Summary
At 2 years of ACL reconstruction using a ST4 fixed by ASF, the average tibial tunnel enlargement was 13% and no correlation was found between graft maturation and tibial expansion
Abstract
Introduction
Reconstruction of the anterior cruciate ligament (ACL) using a short quadruple semitendinosus (ST4) graft fixed with an adjustable suspensory fixation (ASF) has several advantages but is suspected to generate micromotion, tunnel widening and poor graft maturation. The aim of this study was to evaluate tibial tunnel expansion and graft maturation using a ST4 fixed at both tibial and femoral side with ASF.
Methods
We analyzed retrospectively 149 patients with data collected prospectively at 2 years of follow up with magnetic resonance imaging (MRI). Maturation was analyzed by the Signal-to-Noise Quotient (SNQ) and Howell score at the tibial and articular part of the graft (Ti and Ar Graft).

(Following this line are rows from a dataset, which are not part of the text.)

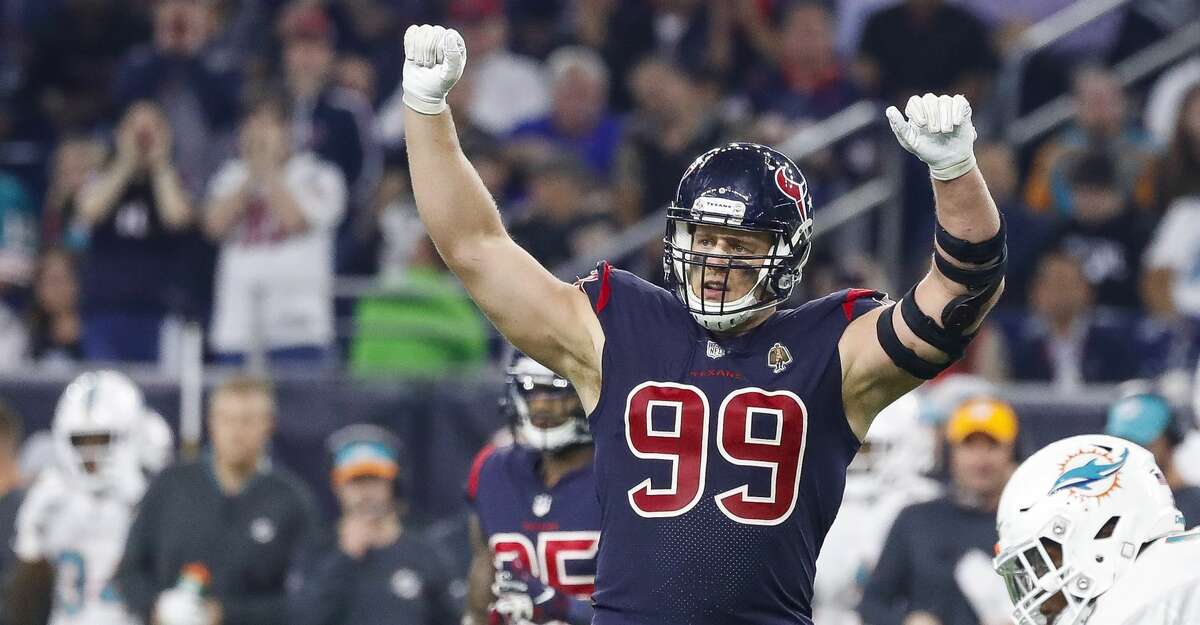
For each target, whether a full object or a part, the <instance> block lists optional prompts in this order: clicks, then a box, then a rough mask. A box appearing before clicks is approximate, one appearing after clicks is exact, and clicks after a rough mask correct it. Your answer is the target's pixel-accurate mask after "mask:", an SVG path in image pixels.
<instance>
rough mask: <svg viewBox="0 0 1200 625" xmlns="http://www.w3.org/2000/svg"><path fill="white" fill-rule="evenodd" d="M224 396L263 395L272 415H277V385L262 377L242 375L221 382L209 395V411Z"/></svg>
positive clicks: (216, 386) (236, 375)
mask: <svg viewBox="0 0 1200 625" xmlns="http://www.w3.org/2000/svg"><path fill="white" fill-rule="evenodd" d="M222 395H262V396H263V397H265V398H266V402H268V403H269V404H270V410H271V414H272V415H274V414H275V384H272V383H271V380H269V379H266V378H263V377H260V375H250V374H244V373H241V374H236V375H233V377H229V378H226V379H223V380H221V383H220V384H217V385H216V386H214V387H212V392H211V393H210V395H209V411H212V404H214V403H216V401H217V397H220V396H222Z"/></svg>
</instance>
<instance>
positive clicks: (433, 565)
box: [288, 425, 455, 625]
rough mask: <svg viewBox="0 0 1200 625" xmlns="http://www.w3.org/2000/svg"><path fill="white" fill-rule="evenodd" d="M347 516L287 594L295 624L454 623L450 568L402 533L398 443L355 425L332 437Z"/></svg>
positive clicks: (439, 624) (378, 427)
mask: <svg viewBox="0 0 1200 625" xmlns="http://www.w3.org/2000/svg"><path fill="white" fill-rule="evenodd" d="M329 449H330V452H331V453H332V456H334V462H332V464H334V470H332V482H334V492H335V494H336V495H337V501H338V507H340V509H341V515H340V518H338V524H337V536H336V539H335V540H332V541H330V542H329V545H330V547H329V548H328V549H325V551H324V552H323V553H320V554H319V555H318V557H316V558H313V561H312V563H311V564H308V565H306V566H304V567H302V572H300V575H298V576H296V582H295V584H294V585H293V587H292V588H290V589H289V605H288V607H289V609H290V614H289V615H290V620H289V623H292V624H293V625H374V624H379V625H385V624H388V625H450V624H451V623H454V620H455V619H452V618H451V617H450V614H449V612H450V611H449V607H450V600H449V597H448V595H446V585H448V578H449V575H448V572H446V563H445V560H444V559H443V557H442V555H440V554H439V553H438V551H437V548H436V547H434V546H433V545H432V543H430V542H426V541H425V540H424V539H421V537H419V535H416V534H415V533H413V531H412V530H410V529H408V528H406V527H403V524H402V521H401V515H400V511H401V507H402V506H403V504H402V503H401V501H400V500H397V498H396V481H397V477H398V474H400V463H398V461H400V458H398V451H397V450H398V445H397V443H396V440H395V437H392V435H391V433H390V432H388V431H386V429H384V428H382V427H378V426H372V425H353V426H347V427H344V428H342V429H340V431H337V432H335V433H334V434H332V435H331V437H330V439H329Z"/></svg>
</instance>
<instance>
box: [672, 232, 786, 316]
mask: <svg viewBox="0 0 1200 625" xmlns="http://www.w3.org/2000/svg"><path fill="white" fill-rule="evenodd" d="M674 240H676V244H674V245H676V247H677V248H678V250H691V233H689V232H688V230H686V228H676V234H674ZM776 246H778V247H780V248H781V250H780V251H779V252H778V253H779V254H781V256H786V254H787V253H788V251H790V250H791V246H788V245H787V241H780V242H779V244H778V245H776ZM776 246H772V252H769V253H776V252H775V247H776ZM671 266H672V269H673V271H674V272H676V278H677V280H678V281H679V283H680V284H683V289H684V294H685V295H686V298H688V311H689V312H690V313H691V318H692V319H695V320H696V323H698V324H700V325H702V326H704V327H706V329H708V330H713V331H715V332H721V331H727V330H733V329H734V327H737V326H739V325H742V324H744V323H745V321H746V320H748V319H750V317H752V315H754V313H756V312H758V311H761V310H763V308H766V307H767V306H769V305H764V306H755V305H756V304H758V290H760V288H761V287H762V286H763V282H764V281H766V280H767V275H768V272H769V269H768V268H766V266H764V268H761V269H758V280H757V281H756V282H755V284H754V287H751V288H750V290H748V292H746V294H745V295H743V296H740V298H738V299H736V300H732V301H726V302H724V308H734V310H736V311H737V312H730V313H708V312H697V311H707V310H709V308H722V305H721V302H716V304H713V302H710V301H707V300H704V298H703V296H702V295H697V294H696V293H695V292H694V289H692V284H691V280H690V277H689V276H688V271H689V269H690V270H692V271H698V270H701V269H702V268H700V266H696V265H684V263H683V262H682V260H676V259H672V262H671ZM742 271H744V270H742ZM700 287H701V290H703V288H704V286H703V284H701V286H700Z"/></svg>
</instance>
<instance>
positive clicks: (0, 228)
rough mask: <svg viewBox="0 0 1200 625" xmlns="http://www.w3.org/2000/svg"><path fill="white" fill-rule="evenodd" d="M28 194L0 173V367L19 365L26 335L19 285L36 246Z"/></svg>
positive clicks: (20, 187)
mask: <svg viewBox="0 0 1200 625" xmlns="http://www.w3.org/2000/svg"><path fill="white" fill-rule="evenodd" d="M34 223H35V222H34V212H32V206H31V204H30V202H29V196H28V194H26V193H25V190H24V187H23V186H22V185H20V184H19V182H18V181H17V179H16V178H13V176H10V175H6V174H5V173H4V172H0V369H6V368H11V367H16V366H18V365H19V363H20V362H22V360H23V359H24V356H25V350H26V348H28V344H29V335H28V332H26V331H25V326H24V324H23V323H22V320H20V312H19V311H20V298H19V293H20V289H22V287H25V286H26V284H28V283H29V277H30V272H31V266H32V257H31V253H32V251H34V248H35V246H36V240H35V238H34V234H35V232H36V228H35V227H34Z"/></svg>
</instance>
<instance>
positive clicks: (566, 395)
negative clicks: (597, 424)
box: [504, 357, 592, 453]
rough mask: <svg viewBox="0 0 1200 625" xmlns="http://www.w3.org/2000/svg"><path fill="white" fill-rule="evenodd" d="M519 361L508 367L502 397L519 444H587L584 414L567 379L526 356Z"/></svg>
mask: <svg viewBox="0 0 1200 625" xmlns="http://www.w3.org/2000/svg"><path fill="white" fill-rule="evenodd" d="M521 361H523V362H518V365H516V366H514V367H511V368H510V371H509V380H508V385H506V392H505V399H504V407H505V409H506V410H508V411H509V414H510V417H511V419H512V422H514V423H512V425H514V429H515V431H516V432H515V433H516V437H517V439H518V440H520V441H521V444H522V445H524V446H528V447H532V449H535V450H539V451H544V452H550V453H556V452H560V451H564V450H566V449H569V447H574V446H576V445H586V444H590V443H592V433H590V432H589V429H588V422H587V415H586V414H584V413H583V405H582V404H581V403H580V398H578V396H577V395H576V393H575V389H572V387H571V385H570V383H569V381H566V379H564V378H562V377H559V375H556V374H554V373H552V372H550V371H548V369H544V368H542V367H541V366H540V365H536V363H535V362H533V361H532V360H529V359H527V357H523V359H521ZM522 365H523V366H522ZM533 365H536V367H534V366H533ZM538 369H541V371H538Z"/></svg>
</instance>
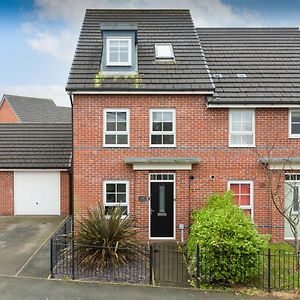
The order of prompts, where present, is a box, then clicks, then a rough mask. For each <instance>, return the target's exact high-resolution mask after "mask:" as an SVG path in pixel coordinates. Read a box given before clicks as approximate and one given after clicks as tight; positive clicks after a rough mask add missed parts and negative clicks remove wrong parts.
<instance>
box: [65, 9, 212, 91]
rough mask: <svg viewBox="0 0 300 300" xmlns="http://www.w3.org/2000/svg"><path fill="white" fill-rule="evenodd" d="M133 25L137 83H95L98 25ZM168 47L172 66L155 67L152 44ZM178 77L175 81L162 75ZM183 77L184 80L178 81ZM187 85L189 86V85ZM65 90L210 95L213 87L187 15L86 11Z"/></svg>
mask: <svg viewBox="0 0 300 300" xmlns="http://www.w3.org/2000/svg"><path fill="white" fill-rule="evenodd" d="M105 22H110V23H111V22H131V23H135V24H137V27H138V29H137V48H138V72H139V80H140V83H139V84H135V80H134V79H132V78H131V79H130V78H129V79H127V80H125V79H124V78H119V79H117V80H114V78H113V77H114V76H111V77H109V76H104V75H103V74H100V75H98V76H100V77H101V80H100V81H101V84H95V79H96V76H97V74H98V73H99V71H100V62H101V55H102V37H101V23H105ZM158 42H170V43H172V45H173V49H174V53H175V59H176V63H172V64H171V63H157V62H156V61H155V57H154V44H155V43H158ZM172 74H178V75H179V76H178V77H172V76H171V77H170V76H166V75H172ZM181 74H185V76H180V75H181ZM191 82H192V85H191V84H190V83H191ZM66 90H67V91H81V90H89V91H93V90H95V91H96V90H103V91H106V90H116V91H141V90H144V91H151V90H152V91H159V90H162V91H166V90H167V91H190V90H193V91H210V90H213V85H212V83H211V80H210V78H209V75H208V71H207V68H206V63H205V60H204V57H203V55H202V54H201V47H200V45H199V41H198V37H197V34H196V32H195V28H194V24H193V21H192V18H191V15H190V12H189V11H188V10H170V9H168V10H166V9H165V10H164V9H162V10H111V9H88V10H87V11H86V14H85V18H84V21H83V25H82V29H81V33H80V36H79V41H78V45H77V48H76V52H75V56H74V60H73V64H72V67H71V70H70V75H69V79H68V83H67V87H66Z"/></svg>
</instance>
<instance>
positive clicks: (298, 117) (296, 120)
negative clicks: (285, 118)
mask: <svg viewBox="0 0 300 300" xmlns="http://www.w3.org/2000/svg"><path fill="white" fill-rule="evenodd" d="M291 114H292V122H300V111H299V112H298V111H297V112H292V113H291Z"/></svg>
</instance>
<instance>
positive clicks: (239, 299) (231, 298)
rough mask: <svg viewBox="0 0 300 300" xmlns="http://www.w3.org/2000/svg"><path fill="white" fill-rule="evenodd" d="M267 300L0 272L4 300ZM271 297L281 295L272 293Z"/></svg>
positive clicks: (171, 289) (152, 287) (176, 288)
mask: <svg viewBox="0 0 300 300" xmlns="http://www.w3.org/2000/svg"><path fill="white" fill-rule="evenodd" d="M2 299H3V300H4V299H5V300H19V299H22V300H35V299H39V300H40V299H48V300H52V299H54V300H56V299H59V300H67V299H73V300H75V299H76V300H79V299H82V300H94V299H95V300H96V299H97V300H106V299H107V300H111V299H115V300H118V299H120V300H141V299H143V300H167V299H172V300H182V299H189V300H263V299H266V298H261V297H255V296H243V295H236V294H234V293H225V292H224V293H214V292H204V291H199V290H194V289H182V288H165V287H149V286H134V285H124V284H105V283H91V282H90V283H88V282H79V281H59V280H49V279H34V278H24V277H14V278H9V277H1V276H0V300H2ZM267 299H268V300H275V299H278V298H273V297H268V298H267Z"/></svg>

The expansion, the bone-graft contact and the graft volume in the tibial tunnel were calculated by MRI measurement.
Results
At 25.6 months, MRI analysis showed 13% +/-17 expansion of the tibial tunnel, the mean SNQ was 3.75 +/-7.11 for the Ti graft and 1.97 +/-3.49 for the Ar graft, the Howell score of the Ti graft was 41% of grade I, 37 % grade II, 20% grade III, 2% grade IV, the Howell score of the Ar graft was respectively 61, 26, 13 and 1%. The proportion of the graft in contact with the bone wall of the tibial tunnel was 81 % ± 23, the mean filling of the graft volume inside the tibial tunnel was 80%. No significant correlations were found between tibial tunnel expansion and graft maturation at both locations: SNQ Ti graft (p=0.455), SNQ Ar graft (p=0.455), Howell score Ti (p=0.58) and Ar graft (p=0.47). Graft maturation was correlated with the proportion of graft-to-bone contact and graft occupancy volume (p<0,05).
Conclusions
At 2 years of ACL reconstruction using a ST4 fixed by ASF, the average tibial tunnel enlargement was 13% and no correlation was found between graft maturation and tibial expansion. Maturation appears to be correlated with graft-bone contact and graft occupancy volume in the tibial tunnel.